I wish Comodo was distributed open source and you could compile it yourself using Visual Studio.
Don't you watch the movies? They would've backtraced his IP address through their firewall with a Visual Basic program within seconds. You need to bounce around the world through at LEAST 15 anonymizing proxies for that to work and give you a minute or two of time to taunt them before you disconnect at the last minute just as the blue blipping blob on their VB.Net trace program is about to pinpoint your location in North America as the program starts zooming in on your location with Google Maps.
Click! All they know is you're in the northeast, but you told them that already right before you disconnected when you said you were calling them from a payphone across the street. When they rush out of their building all they find is an empty payphone with an acoustic coupler attached to the handset and interfaced to some kind of prepaid cell phone. You put down your binoculars that you've been using to watch the situation from the 5th floor of your hotel down the street and press a button on your computer which detonates the C4 conveniently hidden behind the payphone.
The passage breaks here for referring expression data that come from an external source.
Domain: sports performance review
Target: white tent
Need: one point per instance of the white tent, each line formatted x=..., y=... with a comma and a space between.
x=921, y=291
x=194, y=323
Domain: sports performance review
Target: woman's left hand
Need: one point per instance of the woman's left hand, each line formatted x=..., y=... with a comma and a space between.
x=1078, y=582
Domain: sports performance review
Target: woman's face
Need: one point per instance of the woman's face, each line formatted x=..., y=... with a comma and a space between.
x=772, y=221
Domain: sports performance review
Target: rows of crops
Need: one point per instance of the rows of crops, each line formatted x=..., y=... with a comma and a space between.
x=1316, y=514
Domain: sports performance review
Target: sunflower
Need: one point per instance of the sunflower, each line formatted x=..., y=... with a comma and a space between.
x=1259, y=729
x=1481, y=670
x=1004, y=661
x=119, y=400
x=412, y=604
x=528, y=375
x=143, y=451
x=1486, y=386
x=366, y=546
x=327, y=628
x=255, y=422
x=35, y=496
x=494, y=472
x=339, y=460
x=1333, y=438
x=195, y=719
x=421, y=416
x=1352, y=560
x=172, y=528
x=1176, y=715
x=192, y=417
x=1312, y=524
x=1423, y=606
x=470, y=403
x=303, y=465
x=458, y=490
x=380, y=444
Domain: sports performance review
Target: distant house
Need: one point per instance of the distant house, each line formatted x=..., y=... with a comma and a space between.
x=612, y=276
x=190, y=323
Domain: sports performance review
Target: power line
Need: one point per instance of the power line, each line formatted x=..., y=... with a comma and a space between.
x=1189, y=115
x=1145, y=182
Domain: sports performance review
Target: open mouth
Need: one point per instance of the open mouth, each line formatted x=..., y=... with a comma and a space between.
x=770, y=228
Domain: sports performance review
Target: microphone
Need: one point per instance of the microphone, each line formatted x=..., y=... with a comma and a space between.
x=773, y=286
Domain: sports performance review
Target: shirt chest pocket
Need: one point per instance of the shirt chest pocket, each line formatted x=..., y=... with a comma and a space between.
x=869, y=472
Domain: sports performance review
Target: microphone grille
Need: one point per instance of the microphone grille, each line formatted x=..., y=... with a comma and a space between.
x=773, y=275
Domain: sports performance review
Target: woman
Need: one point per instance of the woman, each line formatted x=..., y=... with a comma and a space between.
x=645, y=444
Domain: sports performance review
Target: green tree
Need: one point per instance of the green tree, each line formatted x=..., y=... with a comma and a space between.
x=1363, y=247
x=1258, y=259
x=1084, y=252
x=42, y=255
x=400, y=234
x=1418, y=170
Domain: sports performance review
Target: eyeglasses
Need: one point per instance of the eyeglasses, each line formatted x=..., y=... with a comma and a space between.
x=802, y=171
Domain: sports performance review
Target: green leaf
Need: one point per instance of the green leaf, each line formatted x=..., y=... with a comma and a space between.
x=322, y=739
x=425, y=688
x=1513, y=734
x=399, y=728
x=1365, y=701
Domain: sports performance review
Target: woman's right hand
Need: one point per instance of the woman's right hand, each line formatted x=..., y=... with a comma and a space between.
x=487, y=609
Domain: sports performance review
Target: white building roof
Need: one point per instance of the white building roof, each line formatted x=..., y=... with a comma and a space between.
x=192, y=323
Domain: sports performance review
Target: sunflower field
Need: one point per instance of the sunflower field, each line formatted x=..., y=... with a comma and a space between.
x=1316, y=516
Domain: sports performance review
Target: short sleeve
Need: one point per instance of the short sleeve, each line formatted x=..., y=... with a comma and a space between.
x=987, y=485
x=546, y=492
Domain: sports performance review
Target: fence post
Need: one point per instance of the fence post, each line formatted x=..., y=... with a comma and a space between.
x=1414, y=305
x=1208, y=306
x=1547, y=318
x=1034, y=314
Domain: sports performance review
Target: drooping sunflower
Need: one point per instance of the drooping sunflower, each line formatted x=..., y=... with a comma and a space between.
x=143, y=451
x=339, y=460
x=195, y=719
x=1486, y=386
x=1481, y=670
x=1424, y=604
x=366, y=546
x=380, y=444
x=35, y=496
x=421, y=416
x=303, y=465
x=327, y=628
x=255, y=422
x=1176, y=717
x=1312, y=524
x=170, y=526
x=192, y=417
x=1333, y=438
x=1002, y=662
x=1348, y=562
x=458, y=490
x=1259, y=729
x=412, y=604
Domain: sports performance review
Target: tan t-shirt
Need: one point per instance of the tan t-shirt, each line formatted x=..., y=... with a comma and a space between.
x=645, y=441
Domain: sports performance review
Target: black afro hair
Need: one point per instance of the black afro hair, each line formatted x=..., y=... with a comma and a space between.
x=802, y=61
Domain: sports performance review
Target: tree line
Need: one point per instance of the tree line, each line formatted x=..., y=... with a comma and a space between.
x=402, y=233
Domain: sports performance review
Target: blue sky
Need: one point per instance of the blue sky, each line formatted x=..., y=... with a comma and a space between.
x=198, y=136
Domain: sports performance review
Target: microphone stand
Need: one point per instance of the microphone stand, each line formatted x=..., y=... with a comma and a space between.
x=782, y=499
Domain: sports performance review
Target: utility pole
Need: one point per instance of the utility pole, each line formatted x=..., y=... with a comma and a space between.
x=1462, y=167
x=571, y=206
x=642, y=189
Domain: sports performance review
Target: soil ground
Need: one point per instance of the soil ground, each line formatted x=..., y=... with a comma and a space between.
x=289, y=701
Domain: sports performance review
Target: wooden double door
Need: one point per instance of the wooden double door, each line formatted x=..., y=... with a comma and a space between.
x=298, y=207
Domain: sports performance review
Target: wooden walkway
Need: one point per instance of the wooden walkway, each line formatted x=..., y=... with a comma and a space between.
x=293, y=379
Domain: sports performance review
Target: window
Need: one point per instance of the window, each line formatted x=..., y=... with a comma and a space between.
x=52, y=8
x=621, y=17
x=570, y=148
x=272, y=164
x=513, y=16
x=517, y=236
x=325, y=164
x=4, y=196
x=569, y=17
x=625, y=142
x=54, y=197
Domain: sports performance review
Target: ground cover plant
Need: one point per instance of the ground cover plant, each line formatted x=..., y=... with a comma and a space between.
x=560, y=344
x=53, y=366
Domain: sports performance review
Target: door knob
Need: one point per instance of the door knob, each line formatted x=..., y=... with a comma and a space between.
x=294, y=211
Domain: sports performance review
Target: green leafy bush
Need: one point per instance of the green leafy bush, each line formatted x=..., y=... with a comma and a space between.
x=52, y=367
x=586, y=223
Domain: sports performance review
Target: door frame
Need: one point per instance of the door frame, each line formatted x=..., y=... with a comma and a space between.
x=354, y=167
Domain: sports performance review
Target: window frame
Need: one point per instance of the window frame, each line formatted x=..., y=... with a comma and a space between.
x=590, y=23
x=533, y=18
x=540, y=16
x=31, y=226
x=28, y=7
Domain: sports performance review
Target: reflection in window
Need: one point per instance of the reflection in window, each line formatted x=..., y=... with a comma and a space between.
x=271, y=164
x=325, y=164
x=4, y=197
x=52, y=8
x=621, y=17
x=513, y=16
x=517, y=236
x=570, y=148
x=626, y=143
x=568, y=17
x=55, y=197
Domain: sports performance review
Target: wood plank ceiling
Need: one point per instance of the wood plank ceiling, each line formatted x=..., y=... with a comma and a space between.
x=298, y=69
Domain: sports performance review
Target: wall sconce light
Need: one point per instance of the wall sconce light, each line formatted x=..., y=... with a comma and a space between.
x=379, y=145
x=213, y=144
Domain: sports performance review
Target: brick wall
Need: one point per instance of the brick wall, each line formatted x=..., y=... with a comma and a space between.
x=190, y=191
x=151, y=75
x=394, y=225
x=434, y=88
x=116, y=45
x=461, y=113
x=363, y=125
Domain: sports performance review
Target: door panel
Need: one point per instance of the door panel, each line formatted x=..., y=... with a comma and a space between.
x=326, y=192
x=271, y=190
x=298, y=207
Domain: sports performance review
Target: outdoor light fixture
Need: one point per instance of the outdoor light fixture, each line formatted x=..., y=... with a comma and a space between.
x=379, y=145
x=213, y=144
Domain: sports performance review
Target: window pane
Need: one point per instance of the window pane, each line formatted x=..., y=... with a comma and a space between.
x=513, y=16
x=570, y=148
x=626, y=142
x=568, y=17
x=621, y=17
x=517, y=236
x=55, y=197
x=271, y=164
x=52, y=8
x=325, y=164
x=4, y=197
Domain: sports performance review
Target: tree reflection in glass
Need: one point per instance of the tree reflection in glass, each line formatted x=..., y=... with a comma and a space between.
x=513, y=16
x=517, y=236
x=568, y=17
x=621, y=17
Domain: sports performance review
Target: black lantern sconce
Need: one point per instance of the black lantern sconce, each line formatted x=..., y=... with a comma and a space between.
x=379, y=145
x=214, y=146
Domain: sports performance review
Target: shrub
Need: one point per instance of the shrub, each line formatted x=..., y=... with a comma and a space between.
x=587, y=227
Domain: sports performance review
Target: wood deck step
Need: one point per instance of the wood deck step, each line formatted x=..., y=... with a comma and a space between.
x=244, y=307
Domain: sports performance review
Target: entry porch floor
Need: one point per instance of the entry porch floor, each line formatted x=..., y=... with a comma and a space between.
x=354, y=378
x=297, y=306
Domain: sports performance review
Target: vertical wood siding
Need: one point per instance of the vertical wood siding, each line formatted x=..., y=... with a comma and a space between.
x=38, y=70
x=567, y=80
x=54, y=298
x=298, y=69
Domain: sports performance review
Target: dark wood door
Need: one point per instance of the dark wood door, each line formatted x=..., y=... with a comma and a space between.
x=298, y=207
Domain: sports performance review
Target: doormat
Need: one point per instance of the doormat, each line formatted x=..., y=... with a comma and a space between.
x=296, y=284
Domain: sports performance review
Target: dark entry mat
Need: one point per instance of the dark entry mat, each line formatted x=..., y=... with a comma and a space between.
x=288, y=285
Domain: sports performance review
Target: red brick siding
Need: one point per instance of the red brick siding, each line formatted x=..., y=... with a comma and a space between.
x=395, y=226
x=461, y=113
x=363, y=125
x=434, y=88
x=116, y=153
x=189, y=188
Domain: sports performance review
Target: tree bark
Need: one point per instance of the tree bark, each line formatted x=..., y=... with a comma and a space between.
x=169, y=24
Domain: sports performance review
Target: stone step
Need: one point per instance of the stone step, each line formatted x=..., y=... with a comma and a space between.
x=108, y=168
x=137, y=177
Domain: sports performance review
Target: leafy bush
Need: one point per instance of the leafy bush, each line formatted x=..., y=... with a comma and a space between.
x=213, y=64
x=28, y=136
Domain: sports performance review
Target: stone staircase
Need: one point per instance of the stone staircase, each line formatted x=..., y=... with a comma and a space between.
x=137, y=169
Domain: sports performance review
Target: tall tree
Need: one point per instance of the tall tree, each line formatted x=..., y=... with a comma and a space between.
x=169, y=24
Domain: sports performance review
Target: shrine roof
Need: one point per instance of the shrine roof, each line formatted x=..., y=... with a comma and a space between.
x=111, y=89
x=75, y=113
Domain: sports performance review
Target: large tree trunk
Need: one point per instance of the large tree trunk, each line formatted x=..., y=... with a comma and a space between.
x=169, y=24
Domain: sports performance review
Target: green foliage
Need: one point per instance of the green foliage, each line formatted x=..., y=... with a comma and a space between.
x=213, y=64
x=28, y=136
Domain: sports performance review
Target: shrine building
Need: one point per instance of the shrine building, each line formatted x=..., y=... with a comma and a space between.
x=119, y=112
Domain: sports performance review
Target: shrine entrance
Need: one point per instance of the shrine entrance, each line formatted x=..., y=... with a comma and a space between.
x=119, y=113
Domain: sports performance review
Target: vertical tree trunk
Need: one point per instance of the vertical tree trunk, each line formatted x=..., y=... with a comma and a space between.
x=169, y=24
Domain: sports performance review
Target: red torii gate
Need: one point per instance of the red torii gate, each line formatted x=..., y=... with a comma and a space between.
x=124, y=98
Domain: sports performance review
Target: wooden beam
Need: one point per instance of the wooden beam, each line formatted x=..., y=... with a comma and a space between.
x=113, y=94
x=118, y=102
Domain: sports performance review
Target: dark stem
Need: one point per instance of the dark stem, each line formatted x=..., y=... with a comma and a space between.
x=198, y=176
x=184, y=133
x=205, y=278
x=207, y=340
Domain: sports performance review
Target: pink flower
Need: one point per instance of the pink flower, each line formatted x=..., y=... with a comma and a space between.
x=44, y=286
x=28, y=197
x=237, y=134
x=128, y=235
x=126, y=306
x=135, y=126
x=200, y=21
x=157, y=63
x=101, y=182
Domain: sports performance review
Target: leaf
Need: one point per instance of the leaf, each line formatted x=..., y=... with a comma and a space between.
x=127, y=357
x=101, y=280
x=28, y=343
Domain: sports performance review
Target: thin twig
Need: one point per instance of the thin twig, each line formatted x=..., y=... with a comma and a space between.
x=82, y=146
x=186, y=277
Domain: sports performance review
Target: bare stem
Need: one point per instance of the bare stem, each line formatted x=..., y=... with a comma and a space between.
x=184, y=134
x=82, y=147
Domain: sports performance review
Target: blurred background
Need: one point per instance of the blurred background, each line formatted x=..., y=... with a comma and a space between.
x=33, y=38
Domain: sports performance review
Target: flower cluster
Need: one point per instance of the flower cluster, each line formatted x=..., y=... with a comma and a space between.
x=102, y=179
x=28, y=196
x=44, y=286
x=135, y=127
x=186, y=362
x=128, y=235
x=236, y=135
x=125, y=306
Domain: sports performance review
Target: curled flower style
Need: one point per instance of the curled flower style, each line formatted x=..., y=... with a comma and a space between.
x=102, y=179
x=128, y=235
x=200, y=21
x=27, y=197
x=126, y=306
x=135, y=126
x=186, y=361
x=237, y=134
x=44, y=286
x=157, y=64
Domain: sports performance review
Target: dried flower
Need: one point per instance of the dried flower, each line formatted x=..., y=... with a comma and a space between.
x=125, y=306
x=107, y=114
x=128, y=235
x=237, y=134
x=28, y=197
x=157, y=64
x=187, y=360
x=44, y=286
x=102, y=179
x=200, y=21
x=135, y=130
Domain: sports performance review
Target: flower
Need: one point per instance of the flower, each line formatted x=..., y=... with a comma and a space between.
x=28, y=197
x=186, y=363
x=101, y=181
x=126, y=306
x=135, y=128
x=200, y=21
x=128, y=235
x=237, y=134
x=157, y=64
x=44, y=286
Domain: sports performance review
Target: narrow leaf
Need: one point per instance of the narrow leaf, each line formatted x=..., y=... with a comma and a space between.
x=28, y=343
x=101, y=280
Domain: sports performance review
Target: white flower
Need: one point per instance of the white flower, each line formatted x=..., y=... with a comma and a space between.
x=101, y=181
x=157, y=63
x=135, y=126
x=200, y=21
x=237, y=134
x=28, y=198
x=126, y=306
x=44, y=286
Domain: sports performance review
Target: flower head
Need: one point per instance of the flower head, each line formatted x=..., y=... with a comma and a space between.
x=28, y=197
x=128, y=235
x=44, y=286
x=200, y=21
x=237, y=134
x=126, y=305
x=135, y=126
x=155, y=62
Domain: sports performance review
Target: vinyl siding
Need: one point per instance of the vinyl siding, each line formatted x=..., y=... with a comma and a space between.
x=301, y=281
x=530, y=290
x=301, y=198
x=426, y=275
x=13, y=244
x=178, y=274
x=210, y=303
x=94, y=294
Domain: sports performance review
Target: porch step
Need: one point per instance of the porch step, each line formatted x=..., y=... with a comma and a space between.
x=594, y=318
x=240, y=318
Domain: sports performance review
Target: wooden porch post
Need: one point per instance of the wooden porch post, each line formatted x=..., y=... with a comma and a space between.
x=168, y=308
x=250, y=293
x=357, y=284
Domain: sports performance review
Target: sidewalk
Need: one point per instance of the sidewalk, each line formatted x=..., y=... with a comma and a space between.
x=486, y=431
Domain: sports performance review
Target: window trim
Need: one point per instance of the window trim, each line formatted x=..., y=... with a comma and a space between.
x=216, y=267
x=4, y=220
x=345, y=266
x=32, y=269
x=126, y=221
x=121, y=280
Did they really think a silly god damn Windows spyware program was going to take you down so easily?
And you were getting a blowjob from Halle Berry the whole time! Add in some more titty and I think we have a blockbuster.
Kwisatz Haderach
Sell the spice to CHOAM
This Mahdi took Shaddam's Throne
Actually, the FBI can't tell the difference between a criminal and a suspected criminal. In the U.S., it takes a jury (or a guilty plea) to do that.
I was watching some show that had a car chase filmed from a helicopter. Guy had a semi and was wreaking havoc, driving through roadblocks, ramming police cars, going so far as to use his truck to push other cars out of the way when he hit some stopped traffic on the freeway. Finally he's off the road, surrounded by police cars, gets out of his truck, starts fighting, the police eventually get him into the back of a cruiser, the whole thing has been filmed, and the reporter comes on the mic and says "the police are now taking the SUSPECT into custody"... it always floors me when I see something like this and hear the word "suspect." I know, I know: legal terminology, due process, reporter CYAing so he doesn't get sued for slander or libel (I always forget--whichever one doesn't need to be printed) but still, it just makes me laugh out loud every time.
Dear Slashdot: next time you want to mess with the site, add a rich-text editor for comments.
Fine, then play the Intelligence game and feed them disinformation.
Set your user agent to IE while running Linux, and disable JavaScript/Java and any other extensions so they think you're running one OS, and have no way of pulling info to request more information.
For extra points run on a VM that you can strip down to the bare essentials, configure once, and then wipe after each "communication".
If the only ports its allowed to get to is the anonymizer's website/port, and its feeding wrong information about what it is, and not letting anything run, then its about as secure as you can make it ... and still let it connect to the internet.
This space for rent. All reasonable inquiries will be entertained at proprietors discretion.
#1 There was a warrant for the wiretapping.
#2 The guy really did something wrong and against the law.
#3 He was stupid enough to click on whatever installed the trojan.
#4 He was stupid enough to cut Internet cables and demand blackmail and ransom from the ISPS.
We'll just call it an Own Goal for this guy whomever he is.
As long as the majority of the population who don't do these things aren't domestically spied on, it should be alright.
If the FBI wants to see what my Traveller RPG group is doing, we could use another Game Master and a few more players as our Game Master is working a job that requires him to travel and cannot GM any more and a few players had quit. No need to plant a trojan on our computers and read our email.
Remember, Slashdot does not have a -1 disagree moderation, and no, troll, flamebait, and overrated are not substitutes.